La seule volonté de Françoise, pendant le braquage, c’était que tout se passe bien. Elle avait peur pour son mari et ses enfants.

Françoise a rétabli la vérité à la barre en indiquant qu’elle arrivait seule à La Poste le matin, contrairement à ce qu’avait déclaré, sous serment, sa directrice vendredi dernier.

Ce qui ressort aussi de son témoignage, c’est que les mesures de sécurité sont inefficaces et certaines procédures sont dangereuses pour les agents.

Il serait temps que La Poste en prenne conscience, qu’elle améliore la sécurité et qu’elle “répare” quand elle commet de graves négligences, comme c’est le cas dans ces deux affaires.

Reportage France 3 du 26/06/2017 - à 5’30

23/06/2017

Compte-Rendu du procès de Toulouse, vu par l'UNSA-Postes - jour 3

3eme jour du procès de Toulouse :

Audition de la caissière de Bellefontaine, Elisabeth, qui a été agressée le 6 mars 2012. Elisabeth a été très courageuse, et a répondu avec beaucoup de retenue aux questions de la cour. Parmi les questions posées, celles concernant l’heure d’arrivée, le règlement intérieur (RI) et l’organisation du bureau étaient au centre des débats.

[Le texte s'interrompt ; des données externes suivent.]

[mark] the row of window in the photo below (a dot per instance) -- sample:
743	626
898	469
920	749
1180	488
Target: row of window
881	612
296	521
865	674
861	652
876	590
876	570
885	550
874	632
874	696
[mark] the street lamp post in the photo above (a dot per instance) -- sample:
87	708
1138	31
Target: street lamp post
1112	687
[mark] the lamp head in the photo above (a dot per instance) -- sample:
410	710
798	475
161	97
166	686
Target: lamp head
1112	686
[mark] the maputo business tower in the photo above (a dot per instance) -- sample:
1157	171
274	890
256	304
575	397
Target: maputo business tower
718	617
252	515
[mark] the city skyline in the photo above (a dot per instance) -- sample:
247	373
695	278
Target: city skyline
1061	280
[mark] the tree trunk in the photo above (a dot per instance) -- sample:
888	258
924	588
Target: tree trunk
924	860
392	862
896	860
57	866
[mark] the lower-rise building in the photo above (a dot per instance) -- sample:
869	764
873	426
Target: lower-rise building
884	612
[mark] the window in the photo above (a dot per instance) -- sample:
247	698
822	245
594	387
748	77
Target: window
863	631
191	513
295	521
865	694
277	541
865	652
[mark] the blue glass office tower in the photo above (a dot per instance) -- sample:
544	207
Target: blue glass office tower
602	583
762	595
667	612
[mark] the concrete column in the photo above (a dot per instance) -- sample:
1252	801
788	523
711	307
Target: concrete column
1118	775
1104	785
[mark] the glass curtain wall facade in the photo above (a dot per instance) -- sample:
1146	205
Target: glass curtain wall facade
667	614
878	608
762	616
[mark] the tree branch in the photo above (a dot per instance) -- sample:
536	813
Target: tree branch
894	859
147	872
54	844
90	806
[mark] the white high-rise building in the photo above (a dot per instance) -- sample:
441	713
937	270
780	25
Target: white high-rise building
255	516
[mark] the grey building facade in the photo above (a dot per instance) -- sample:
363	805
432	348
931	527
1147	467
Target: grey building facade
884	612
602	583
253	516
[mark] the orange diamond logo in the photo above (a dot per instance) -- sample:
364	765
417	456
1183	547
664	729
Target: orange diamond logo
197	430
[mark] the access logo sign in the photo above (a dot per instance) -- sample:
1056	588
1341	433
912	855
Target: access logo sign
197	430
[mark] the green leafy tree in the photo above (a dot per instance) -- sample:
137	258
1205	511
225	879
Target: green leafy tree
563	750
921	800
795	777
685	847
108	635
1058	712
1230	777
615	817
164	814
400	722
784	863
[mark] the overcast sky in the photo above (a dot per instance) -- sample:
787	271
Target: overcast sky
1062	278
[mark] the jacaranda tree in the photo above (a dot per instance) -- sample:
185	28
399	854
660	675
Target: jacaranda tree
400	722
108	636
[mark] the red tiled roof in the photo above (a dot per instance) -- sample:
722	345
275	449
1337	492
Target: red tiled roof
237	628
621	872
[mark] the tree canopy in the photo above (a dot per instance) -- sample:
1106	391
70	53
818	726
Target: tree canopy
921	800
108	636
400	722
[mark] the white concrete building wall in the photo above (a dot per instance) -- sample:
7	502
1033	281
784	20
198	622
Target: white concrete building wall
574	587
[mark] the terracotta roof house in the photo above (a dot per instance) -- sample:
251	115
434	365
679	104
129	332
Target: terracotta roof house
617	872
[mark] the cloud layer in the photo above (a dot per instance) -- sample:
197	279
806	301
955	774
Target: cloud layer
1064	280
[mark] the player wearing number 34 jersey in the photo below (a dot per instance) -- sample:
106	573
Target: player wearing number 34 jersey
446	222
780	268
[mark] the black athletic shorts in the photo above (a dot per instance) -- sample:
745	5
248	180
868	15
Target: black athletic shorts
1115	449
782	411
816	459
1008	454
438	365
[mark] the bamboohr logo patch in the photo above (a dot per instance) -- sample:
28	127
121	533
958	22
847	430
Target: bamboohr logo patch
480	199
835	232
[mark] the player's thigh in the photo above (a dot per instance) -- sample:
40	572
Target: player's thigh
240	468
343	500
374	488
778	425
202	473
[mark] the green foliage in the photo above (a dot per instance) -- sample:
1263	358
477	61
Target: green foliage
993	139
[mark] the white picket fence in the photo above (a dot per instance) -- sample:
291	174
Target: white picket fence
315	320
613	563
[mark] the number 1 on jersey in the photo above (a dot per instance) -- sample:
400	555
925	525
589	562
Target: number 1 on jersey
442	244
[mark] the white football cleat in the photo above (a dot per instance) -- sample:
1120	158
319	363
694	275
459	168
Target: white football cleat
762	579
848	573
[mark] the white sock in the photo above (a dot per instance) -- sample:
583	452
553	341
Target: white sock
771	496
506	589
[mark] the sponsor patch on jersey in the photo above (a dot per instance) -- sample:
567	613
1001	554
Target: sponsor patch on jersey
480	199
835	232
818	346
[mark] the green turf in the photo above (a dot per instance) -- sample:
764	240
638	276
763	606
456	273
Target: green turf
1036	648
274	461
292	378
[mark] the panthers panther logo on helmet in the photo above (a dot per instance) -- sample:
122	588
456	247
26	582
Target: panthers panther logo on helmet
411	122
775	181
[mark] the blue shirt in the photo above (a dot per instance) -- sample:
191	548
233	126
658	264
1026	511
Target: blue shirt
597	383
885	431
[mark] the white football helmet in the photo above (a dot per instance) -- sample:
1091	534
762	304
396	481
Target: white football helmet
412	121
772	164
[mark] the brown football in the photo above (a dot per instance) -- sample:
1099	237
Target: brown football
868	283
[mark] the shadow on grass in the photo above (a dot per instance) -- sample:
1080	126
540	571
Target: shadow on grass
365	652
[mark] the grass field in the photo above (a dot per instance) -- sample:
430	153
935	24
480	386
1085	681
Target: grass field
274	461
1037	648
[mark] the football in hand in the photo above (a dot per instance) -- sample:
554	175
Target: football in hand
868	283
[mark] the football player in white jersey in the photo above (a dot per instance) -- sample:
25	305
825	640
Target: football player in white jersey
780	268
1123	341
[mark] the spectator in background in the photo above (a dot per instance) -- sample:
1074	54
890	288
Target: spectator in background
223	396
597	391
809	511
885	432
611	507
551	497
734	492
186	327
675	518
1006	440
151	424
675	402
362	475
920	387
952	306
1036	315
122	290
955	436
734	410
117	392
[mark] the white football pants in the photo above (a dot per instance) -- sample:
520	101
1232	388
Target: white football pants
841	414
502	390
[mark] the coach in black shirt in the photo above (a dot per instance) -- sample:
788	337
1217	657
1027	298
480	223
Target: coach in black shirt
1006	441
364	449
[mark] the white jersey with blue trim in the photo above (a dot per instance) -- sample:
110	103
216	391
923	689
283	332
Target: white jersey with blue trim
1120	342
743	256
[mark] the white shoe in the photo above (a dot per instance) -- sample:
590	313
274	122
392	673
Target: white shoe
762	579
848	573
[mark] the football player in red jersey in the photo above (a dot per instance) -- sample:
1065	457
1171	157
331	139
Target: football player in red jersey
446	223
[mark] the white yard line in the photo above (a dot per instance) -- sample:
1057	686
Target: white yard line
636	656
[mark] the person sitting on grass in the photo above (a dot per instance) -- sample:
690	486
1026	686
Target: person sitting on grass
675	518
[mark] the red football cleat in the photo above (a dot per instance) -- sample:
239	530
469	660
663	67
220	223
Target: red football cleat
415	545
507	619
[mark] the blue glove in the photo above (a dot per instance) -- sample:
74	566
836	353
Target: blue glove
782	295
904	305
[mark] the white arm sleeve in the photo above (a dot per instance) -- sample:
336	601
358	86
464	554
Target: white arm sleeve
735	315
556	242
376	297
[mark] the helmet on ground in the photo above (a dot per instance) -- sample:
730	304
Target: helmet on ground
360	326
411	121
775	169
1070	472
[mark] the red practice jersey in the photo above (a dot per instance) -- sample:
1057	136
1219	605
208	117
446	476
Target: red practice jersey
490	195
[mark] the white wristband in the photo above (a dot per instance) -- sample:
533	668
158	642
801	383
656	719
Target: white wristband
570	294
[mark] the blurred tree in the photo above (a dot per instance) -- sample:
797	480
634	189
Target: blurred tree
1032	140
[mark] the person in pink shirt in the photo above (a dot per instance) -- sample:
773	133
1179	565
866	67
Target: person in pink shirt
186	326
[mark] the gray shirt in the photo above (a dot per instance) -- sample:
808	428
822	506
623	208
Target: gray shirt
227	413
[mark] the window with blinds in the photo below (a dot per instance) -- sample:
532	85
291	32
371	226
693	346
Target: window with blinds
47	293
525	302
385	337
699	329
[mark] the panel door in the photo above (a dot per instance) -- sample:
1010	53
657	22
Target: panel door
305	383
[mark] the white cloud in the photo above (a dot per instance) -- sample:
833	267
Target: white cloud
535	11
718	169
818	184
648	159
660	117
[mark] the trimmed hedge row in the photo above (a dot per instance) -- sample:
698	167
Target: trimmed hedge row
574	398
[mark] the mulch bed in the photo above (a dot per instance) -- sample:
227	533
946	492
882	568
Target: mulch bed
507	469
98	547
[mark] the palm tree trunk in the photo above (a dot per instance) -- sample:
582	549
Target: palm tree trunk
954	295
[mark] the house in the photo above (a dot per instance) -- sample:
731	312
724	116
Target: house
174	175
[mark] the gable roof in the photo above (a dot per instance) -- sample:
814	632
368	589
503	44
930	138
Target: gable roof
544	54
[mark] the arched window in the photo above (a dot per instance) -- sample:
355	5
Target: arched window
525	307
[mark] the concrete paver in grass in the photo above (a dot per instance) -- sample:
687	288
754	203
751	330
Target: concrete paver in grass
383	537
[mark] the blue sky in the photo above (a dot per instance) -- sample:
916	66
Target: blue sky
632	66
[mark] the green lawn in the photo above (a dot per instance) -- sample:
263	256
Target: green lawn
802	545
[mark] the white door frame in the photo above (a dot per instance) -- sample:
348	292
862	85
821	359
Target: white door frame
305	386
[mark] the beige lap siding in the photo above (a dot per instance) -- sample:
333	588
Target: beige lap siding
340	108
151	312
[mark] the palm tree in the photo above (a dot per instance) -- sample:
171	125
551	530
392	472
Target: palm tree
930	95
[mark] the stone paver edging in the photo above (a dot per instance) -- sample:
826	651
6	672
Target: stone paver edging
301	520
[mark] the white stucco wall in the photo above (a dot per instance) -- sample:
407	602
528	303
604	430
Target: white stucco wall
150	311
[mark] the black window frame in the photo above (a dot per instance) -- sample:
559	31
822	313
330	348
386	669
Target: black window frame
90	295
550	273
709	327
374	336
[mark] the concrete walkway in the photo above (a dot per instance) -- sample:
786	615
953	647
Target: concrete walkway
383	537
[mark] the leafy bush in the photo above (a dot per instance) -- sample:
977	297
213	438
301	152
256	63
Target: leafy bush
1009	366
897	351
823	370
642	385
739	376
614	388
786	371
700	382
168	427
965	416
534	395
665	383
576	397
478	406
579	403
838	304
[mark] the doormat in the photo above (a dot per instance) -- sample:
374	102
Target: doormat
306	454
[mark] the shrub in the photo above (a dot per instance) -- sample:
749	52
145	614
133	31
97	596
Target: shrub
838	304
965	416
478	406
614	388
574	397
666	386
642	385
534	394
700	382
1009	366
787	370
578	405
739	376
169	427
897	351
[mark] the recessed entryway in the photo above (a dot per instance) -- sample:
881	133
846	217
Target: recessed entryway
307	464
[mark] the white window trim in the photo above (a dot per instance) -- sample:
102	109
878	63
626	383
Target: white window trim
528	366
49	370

Sur l’heure d’arrivée anticipée d’Élisabeth :

“J’ai pris sur moi d’arriver 45 minutes avant l’heure normale pour que les clients ne soient pas pénalisés. C’est du bénévolat”. “On avait signalé au moment de l’élaboration du RI qu’il n’était pas possible de prendre à 7h30, et demandé d’ouvrir à 2”.

Question du Président: “Pourquoi ne demandez-vous pas à un collègue de venir ouvrir avec vous?” “Je ne vais quand même pas demander à un collègue de faire 45 minutes de travail gratuit…”.

Commentaires UNSA-Postes :

La Direction de La Poste sait, dès l’élaboration de son nouveau RI, que l’organisation du bureau de Bellefontaine ne pourra pas fonctionner sans la bonne volonté, la conscience professionnelle et le bénévolat de la caissière. La visite du CHSCT du 21/2 et l’audition d’Élisabeth confirment que le règlement intérieur ne tient pas. Il n’y a pas eu de réaction de La Poste pour modification du RI. Hors de question pour La Poste également de payer 2 personnes pour l’ouverture du bureau… rentabilité…

Quand on regarde de près le fonctionnement du bureau de Bellefontaine : seules les caissières prennent des risques, ouvrent le bureau seules, et font des heures supplémentaires non payées. Mais c’est le directeur qui perçoit une prime d’installation hors dispositif de 25000 €. Les caissières : 0 €, malgré le risque et même si elles sont agressées.

Plus le procès avance, plus la négligence, voire la faute de l’employeur semble évidente.

Nouvelle audience lundi 26/06/2017 à 9h avec l’audition de Françoise et des membres de sa famille.